The context: Why is this problem important to solve?
Music is important. I know someone whom music has literally saved their life when they were in a very dark time and hearing 'Astral Weeks' by Van Morrison for the first time made them realise the beauty that can exist in the world and that maybe it was worth sticking around for.
Music is spiritual, psychological, emotional, inspiring, evocative and it can express what we are feeling when we are unable to. It is not a product to be consumed, but it is a necessity to our soul.
Finding the music that speaks to you is so important. And being an artist that can reach your own niche listener is so special and vital to be able to keep new music thriving. Gone are the days where your friend makes you a mix tape or you record the top 40 from the Sunday night chart on the radio!
And with so many of the smaller (and larger!) music venues closed down that once saw a thriving live music scene which was essential to discover new bands and artists in your local town or city, the streaming apps are the new way of finding your music and for the artists to find their fans.

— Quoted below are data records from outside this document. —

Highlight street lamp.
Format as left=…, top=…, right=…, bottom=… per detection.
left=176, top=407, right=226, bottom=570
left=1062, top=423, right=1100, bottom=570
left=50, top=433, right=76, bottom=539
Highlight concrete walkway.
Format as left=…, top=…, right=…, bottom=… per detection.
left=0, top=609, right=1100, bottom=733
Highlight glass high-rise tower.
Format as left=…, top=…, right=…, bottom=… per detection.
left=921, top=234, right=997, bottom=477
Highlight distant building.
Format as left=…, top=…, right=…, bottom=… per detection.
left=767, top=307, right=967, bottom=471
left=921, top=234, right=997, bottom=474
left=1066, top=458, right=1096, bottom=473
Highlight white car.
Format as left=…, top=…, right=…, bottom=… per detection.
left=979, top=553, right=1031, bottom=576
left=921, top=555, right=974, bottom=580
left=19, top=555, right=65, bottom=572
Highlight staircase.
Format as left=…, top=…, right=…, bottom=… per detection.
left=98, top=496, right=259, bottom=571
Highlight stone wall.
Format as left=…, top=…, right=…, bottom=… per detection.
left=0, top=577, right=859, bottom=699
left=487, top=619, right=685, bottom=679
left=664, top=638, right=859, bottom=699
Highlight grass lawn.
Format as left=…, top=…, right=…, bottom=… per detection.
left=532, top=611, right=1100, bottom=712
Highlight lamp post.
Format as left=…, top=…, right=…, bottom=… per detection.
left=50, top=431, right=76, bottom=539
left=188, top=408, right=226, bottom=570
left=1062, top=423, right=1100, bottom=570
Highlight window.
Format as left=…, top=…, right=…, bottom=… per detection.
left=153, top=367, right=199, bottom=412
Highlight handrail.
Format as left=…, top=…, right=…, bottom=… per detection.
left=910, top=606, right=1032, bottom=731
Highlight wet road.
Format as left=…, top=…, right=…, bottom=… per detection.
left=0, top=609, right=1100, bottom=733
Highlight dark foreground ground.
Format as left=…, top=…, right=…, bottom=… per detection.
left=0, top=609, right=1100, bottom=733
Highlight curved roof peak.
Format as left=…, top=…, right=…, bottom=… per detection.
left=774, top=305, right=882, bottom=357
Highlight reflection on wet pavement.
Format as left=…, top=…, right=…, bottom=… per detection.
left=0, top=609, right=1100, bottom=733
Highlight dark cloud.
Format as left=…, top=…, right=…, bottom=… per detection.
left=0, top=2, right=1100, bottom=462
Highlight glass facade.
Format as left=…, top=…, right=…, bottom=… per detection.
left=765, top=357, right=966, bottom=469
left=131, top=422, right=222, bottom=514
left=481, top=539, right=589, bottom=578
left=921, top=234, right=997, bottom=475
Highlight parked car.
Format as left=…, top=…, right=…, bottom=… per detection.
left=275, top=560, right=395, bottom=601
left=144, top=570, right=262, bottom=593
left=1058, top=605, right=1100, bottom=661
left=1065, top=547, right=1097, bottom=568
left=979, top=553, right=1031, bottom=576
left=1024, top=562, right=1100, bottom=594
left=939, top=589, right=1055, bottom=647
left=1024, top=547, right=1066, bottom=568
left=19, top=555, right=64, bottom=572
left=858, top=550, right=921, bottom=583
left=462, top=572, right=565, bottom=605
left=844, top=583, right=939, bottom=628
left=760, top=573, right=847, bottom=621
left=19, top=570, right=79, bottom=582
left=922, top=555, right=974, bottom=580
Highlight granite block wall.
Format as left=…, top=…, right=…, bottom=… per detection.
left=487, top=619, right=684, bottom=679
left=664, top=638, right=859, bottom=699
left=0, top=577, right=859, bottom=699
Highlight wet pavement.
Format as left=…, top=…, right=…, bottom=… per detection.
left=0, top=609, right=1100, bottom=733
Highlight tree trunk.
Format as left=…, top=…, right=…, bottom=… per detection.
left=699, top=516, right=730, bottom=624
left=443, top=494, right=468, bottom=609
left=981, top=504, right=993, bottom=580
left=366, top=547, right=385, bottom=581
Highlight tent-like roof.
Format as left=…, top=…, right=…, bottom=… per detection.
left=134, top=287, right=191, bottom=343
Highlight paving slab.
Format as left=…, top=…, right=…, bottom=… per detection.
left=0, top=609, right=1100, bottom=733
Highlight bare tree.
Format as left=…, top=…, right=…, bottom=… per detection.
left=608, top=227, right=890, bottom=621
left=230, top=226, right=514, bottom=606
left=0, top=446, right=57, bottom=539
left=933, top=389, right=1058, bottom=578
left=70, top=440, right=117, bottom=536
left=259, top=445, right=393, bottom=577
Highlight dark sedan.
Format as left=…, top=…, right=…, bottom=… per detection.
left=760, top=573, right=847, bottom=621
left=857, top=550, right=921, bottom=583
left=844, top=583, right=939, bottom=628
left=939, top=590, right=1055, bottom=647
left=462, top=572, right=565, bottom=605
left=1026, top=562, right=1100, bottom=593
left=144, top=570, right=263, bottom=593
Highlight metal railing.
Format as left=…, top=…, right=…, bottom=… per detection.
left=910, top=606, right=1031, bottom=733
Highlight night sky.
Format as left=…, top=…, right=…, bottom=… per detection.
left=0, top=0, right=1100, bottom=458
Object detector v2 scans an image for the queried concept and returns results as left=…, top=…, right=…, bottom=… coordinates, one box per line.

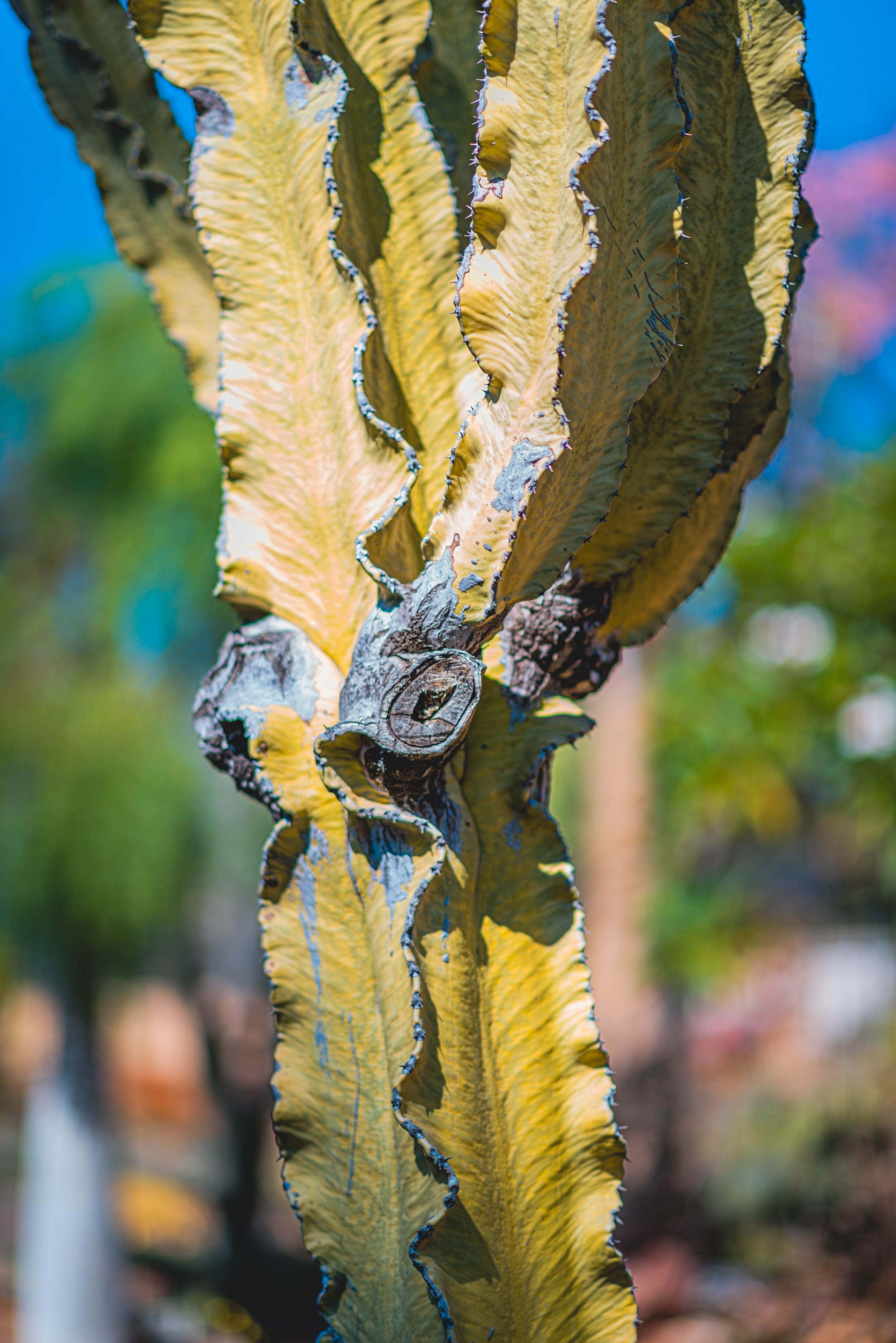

The objectives: The intended goal is to explore this dataset and come up with ideas on the best ways to give song receommendations to a user.
The key questions: The key questions include: what should a list of recommended songs look like? Should those top ten be all based on the same idea? Or should there be a combination of ideas that make up a perfect list of recommended songs?
The problem formulation: We can use data science to help find some of these recommendations. Using large datasets of users listening to songs, we can find users who are simliar to other users. For example, a top song of User A will be a great recommendation for User B who shares very simliar music taste.
We can look for hidden variables that affect who likes to listen to what - things only the maths can find that we can't though we might be able to make sense of once the maths finds them! We can use data science to create all sorts of varied models that will hopefully give us a great and varied list of recommended songs that a user will not only be happy to listen to, but that might just change, or even save their life.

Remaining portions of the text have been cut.